Lawmakers expect veto pen will be little used
Governor makes few promises but praises overall results
SANTA FE — A year ago, the Roundhouse was so combative that Gov. Susana Martinez issued a series of vetoes and wouldn’t explain why.
But state lawmakers wrapped up a much more cooperative session last week, and they say they made it a point to work together to find common ground — not only between Democrats and Republicans in the House and Senate, but also with the Martinez administration.
Now the fate of 111 bills is up to Martinez, a Republican who has until March 7 to sign or veto legislation passed in the final days of the session, when the bulk of the work gets done.
The governor has made few direct promises about what she will ultimately approve. She indicated that she would sign the budget — perhaps with some line-item vetoes — and a broad anti-crime bill.
She and her staff say they will analyze the bills that made it to her desk carefully over the next three weeks.
House Speaker Brian Egolf, D-Santa Fe, said he would be surprised if there’s a major series of vetoes — in contrast to last year, when Martinez vetoed more than half of the bills passed by the Legislature, even some measures that didn’t draw a dissenting vote in either chamber.
Democrats and Republicans alike, Egolf said, tried to make it a session that “produces results, not just speeches and rhetoric.”
House Minority Leader Nate Gentry, R-Albuquerque, had a similar assessment.
“I think there was a real willingness this session to acknowledge that no one’s ever going to get all of what they want, but we should make every effort to determine what it is we can live with,” Gentry said.
The attempts at compromise include an anti-crime package of legislation and a $6.3 billion budget proposal, legislators said.
The 111 bills passed this year are the most Martinez has received in a 30-day session since taking office seven years ago. In other short sessions, she received 100 bills in 2016, 91 in 2014 and 77 in 2012.
The Legislature had much more money to work with this year than in 2017 — a fact that changed the atmosphere, officials said.
Lawmakers didn’t send the governor any tax increases this year,
though they did pass a bill that would impose a fee on dog and cat food.
A year ago, the governor and lawmakers had to immediately pass a solvency package aimed at ensuring New Mexico had enough cash to continue paying its bills amid a financial crisis. Then the Legislature and governor clashed over whether to raise taxes to balance the budget for the next fiscal year.

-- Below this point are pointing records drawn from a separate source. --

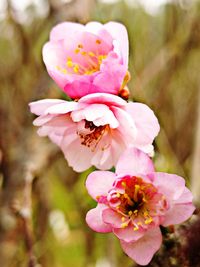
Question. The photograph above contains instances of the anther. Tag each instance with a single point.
(98, 41)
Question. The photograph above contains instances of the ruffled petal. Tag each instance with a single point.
(119, 34)
(94, 220)
(145, 121)
(134, 161)
(142, 250)
(178, 214)
(127, 234)
(98, 183)
(39, 107)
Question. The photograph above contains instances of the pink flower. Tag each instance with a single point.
(134, 201)
(96, 129)
(88, 59)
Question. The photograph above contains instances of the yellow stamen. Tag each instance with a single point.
(130, 213)
(123, 219)
(76, 68)
(135, 197)
(76, 51)
(69, 64)
(123, 184)
(124, 225)
(91, 54)
(98, 41)
(148, 221)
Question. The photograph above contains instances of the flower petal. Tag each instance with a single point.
(145, 121)
(78, 156)
(98, 183)
(134, 161)
(170, 185)
(178, 214)
(119, 33)
(65, 30)
(94, 220)
(127, 234)
(112, 218)
(39, 107)
(143, 249)
(103, 98)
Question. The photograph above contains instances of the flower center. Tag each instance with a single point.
(92, 137)
(87, 64)
(139, 203)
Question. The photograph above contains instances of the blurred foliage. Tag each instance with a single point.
(43, 202)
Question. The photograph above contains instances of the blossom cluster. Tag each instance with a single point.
(100, 127)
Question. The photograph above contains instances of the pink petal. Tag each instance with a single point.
(185, 197)
(178, 214)
(78, 156)
(145, 121)
(64, 30)
(39, 107)
(99, 30)
(111, 75)
(80, 87)
(134, 161)
(102, 158)
(119, 33)
(142, 250)
(170, 185)
(94, 220)
(112, 218)
(127, 126)
(99, 114)
(39, 121)
(103, 98)
(127, 234)
(98, 183)
(62, 108)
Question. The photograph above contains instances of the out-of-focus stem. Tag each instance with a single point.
(25, 213)
(195, 182)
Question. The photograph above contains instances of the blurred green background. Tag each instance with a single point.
(43, 202)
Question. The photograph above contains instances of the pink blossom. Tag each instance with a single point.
(96, 129)
(135, 201)
(88, 59)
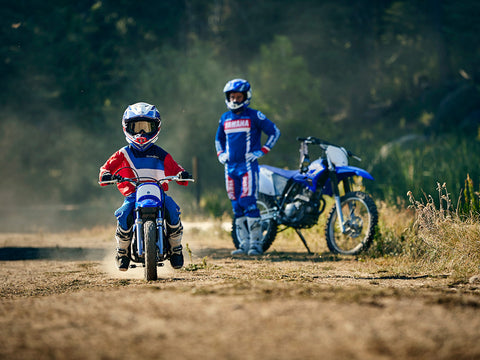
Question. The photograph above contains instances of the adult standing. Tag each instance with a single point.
(238, 144)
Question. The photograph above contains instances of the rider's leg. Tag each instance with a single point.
(123, 233)
(243, 236)
(254, 228)
(174, 232)
(248, 201)
(234, 187)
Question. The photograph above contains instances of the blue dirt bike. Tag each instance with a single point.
(295, 199)
(149, 246)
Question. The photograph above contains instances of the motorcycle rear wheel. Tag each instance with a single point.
(150, 236)
(360, 218)
(269, 227)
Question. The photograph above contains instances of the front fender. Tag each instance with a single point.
(347, 171)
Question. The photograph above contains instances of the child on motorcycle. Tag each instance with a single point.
(141, 125)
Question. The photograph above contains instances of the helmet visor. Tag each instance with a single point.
(139, 126)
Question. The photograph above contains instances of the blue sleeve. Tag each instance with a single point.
(220, 138)
(269, 128)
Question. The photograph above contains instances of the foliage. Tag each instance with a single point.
(366, 75)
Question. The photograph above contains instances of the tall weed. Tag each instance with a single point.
(448, 241)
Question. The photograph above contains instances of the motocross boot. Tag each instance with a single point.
(242, 236)
(175, 233)
(123, 238)
(255, 229)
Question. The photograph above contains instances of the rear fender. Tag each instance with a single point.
(344, 172)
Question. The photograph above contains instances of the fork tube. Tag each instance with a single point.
(139, 227)
(336, 195)
(160, 233)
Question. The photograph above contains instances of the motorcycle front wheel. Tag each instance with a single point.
(150, 237)
(269, 226)
(360, 218)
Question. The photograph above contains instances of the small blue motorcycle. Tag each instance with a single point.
(149, 246)
(295, 199)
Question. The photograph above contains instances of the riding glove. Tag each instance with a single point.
(223, 158)
(254, 155)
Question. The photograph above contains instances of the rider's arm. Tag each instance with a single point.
(220, 139)
(269, 128)
(172, 168)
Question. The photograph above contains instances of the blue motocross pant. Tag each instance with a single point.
(241, 181)
(125, 218)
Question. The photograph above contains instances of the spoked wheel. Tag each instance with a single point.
(360, 218)
(150, 237)
(269, 225)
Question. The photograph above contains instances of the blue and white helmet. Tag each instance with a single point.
(237, 85)
(141, 124)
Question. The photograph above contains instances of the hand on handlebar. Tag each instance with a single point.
(184, 175)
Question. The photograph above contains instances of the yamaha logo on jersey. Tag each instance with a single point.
(237, 125)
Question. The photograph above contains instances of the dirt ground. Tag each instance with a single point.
(62, 298)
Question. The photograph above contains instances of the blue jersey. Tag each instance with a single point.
(240, 134)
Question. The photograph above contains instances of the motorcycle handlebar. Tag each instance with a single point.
(140, 179)
(323, 144)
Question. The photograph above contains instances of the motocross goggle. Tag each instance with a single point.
(146, 126)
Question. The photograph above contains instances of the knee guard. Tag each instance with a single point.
(123, 238)
(174, 235)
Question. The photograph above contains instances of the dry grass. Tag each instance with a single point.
(445, 240)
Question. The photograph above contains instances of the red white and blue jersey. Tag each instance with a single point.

Martinez vetoed about $350 million in tax and fee increases.
And she didn’t stop there. At one point, she frustrated lawmakers by vetoing bills without explaining why — a dispute that remains in litigation.
Altogether, Martinez rejected 52 percent of the bills approved by lawmakers in 2017 — the highest rate of her tenure and more even than Gary Johnson, whose vetoes once earned him the nickname Governor No.
But Martinez gave little indication something like that is on the horizon.
“I am generally pleased with the results and very pleased with the bipartisanship that took place,” she told reporters after the session adjourned.